Hij reageerde met zijn uitspraak op Femke Halsema in een debat in de Tweede Kamer tijdens de Algemene beschouwingen over de economische opleving:
Ik begrijp niet waarom u hier zo negatief en vervelend over doet. (...) Laten we blij zijn met elkaar! Laten wij optimistisch zijn! Laten we zeggen: Nederland kan het weer! Die VOC-mentaliteit, over grenzen heen kijken, dynamiek! Toch?[1][2] |
||
— Jan-Peter Balkenende, Algemene beschouwingen 2006 |
Balkenende verwees hiermee naar de Vereenigde Oostindische Compagnie (VOC). Dit handelsbedrijf, de eerste naamloze vennootschap met vrij verhandelbare aandelen ter wereld met vestigingen in meerdere landen, werd door Balkenende gezien als een bedrijf met handelsgeest, daadkracht en durf.

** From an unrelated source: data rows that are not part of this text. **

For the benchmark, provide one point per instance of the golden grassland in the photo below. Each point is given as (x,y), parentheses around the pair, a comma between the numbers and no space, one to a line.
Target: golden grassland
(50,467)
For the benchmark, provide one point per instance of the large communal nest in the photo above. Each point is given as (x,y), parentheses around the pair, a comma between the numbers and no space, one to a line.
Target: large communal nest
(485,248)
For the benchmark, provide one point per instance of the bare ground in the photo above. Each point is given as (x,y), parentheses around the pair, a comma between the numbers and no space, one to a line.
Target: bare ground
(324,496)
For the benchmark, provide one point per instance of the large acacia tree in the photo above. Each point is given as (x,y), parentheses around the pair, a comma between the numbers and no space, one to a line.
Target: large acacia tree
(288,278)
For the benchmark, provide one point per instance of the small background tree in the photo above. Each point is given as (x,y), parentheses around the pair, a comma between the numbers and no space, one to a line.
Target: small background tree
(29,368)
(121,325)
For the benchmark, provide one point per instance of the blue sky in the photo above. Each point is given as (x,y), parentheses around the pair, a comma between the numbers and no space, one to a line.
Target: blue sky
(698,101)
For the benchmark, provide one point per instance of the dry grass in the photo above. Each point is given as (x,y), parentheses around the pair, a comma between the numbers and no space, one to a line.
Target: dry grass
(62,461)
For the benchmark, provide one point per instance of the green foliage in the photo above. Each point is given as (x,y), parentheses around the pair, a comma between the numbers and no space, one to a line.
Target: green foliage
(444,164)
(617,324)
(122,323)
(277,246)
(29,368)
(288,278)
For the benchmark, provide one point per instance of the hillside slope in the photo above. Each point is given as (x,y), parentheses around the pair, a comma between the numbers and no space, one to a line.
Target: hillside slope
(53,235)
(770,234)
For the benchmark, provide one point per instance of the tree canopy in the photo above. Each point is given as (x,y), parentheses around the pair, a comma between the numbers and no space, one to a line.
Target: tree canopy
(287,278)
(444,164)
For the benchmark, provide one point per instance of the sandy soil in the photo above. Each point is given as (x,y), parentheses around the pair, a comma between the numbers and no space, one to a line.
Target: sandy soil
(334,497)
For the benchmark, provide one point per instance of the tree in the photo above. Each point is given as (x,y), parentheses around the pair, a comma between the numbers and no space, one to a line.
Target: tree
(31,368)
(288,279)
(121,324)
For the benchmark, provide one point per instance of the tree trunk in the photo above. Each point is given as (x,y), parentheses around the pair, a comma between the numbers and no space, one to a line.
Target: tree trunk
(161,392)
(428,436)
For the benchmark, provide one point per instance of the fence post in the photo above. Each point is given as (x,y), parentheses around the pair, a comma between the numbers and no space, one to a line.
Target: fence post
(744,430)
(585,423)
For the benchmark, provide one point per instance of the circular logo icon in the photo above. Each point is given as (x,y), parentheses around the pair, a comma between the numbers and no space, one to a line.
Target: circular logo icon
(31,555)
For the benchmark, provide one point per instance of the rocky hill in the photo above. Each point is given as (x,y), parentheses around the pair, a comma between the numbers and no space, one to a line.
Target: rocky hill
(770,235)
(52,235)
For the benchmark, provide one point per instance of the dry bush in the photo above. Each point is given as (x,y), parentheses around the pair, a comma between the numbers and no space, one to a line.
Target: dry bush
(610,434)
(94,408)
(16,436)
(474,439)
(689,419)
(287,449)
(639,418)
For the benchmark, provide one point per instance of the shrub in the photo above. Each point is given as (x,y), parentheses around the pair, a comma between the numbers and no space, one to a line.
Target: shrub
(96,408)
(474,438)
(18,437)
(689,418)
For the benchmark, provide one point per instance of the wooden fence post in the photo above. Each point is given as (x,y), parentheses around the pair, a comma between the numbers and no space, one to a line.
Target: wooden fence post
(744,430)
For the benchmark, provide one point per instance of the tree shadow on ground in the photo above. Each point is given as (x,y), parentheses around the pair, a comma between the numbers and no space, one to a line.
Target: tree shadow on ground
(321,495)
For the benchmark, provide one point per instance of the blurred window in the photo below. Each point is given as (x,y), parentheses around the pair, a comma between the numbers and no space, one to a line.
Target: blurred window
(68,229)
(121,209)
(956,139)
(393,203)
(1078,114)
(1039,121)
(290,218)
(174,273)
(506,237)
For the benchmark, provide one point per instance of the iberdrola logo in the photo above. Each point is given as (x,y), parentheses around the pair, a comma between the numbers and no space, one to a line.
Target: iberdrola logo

Door anderen werd het geassocieerd met een gewelddadige handelwijze en kolonisatie. Zo zei SP-leider Jan Marijnissen: "De VOC-tijd kende nogal wat rooftochten. Ook is de kolonisatie door de Nederlanders toen ontstaan, zoals Indonesië. Als onze premier zegt dat hij terug wil naar de VOC-tijd, kan dat gek overkomen in het buitenland."
Het was niet de eerste keer dat Balkenende sprak over een 'VOC-mentaliteit':[3] op 26 april 2006 gebruikte hij de term toen hij de Nederlandse creatieve industrie roemde,[4] een dag later omschreef hij ermee de handelwijze van John de Mol[5] en in juni 2006 zei hij: "Ik wil weer een VOC-mentaliteit".[3]
De uitspraak van Balkenende bracht Hans Goedkoop op het idee om een televisieserie over de Gouden eeuw te maken.[6]